Initially, to examine the effect of drying, we used our hydrogenous gelators. Gels were prepared in molds (Figure S5a, Supporting Information). After complete gelation, the samples were either air-dried on the benchtop or frozen and dried using a freeze-dryer. Both of these are typical sample preparation methods reported in the literature for preparation of samples for imaging. On air-drying, the networks collapse to form a thin film (hence, aerogels are not formed). Using the freeze-drier, a more expanded aerogel-type material was formed (Figure S5, Supporting Information). It should be noted that it was not possible to scale the SANS data to gain absolute intensities for the xerogel samples. This is because the thickness of the samples was not as uniform as would normally be achieved for wet samples in cuvettes.
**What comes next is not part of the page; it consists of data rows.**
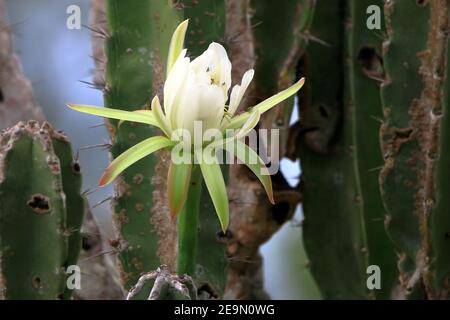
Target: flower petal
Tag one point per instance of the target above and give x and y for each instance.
(249, 124)
(251, 159)
(176, 44)
(159, 116)
(135, 116)
(133, 155)
(238, 91)
(221, 67)
(216, 186)
(266, 105)
(178, 180)
(174, 86)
Therefore, one measured thickness would not provide an accurate representation of the sample, particularly for the freeze-dried xerogels containing a high proportion of air. A nominal thickness of 0.1 mm was used to reduce all the xerogel data, providing an estimated scaling. The data have been left as reduced on the same axes as the absolutely scaled wet gel data for ease of comparison. The shape of the data, however, is not affected by the scaling and in the fitting the change in scale is absorbed by the free fitting scale factors and background parameter.

For the xerogels (Figures 3 and S4, Supporting Information), the scattering intensity in the region between 0.01 and 0.1 Å–1 decreases compared to the wet gels, reducing any features that can be associated with fiber structures. This is most clearly seen for the air-dried and freeze-dried sample of 4, as shown in Figure 3. The fit to this data shows that only the power-law component and incoherent background remain in the scattering data. This suggests that ρ of the matrix is close to contrast matching the fibers, despite only 6–10% water remaining in the samples (as measured using thermal gravimetric analysis (TGA), Figures S1–3 and Table S1, Supporting Information), which would result in ρ = 0.4 to 0.6 × 10–6 Å–2. However, the features associated with fibers, in particular the inflection between 0.01 and 0.1 Å–1, are present in other xerogels but are difficult to define by eye, for example in the case of 1 (Figure S4, Supporting Information). The reproducibility of SANS from the xerogel films, the benchtop air-drying method, and film stability were confirmed (Figures S6–8, Supporting Information).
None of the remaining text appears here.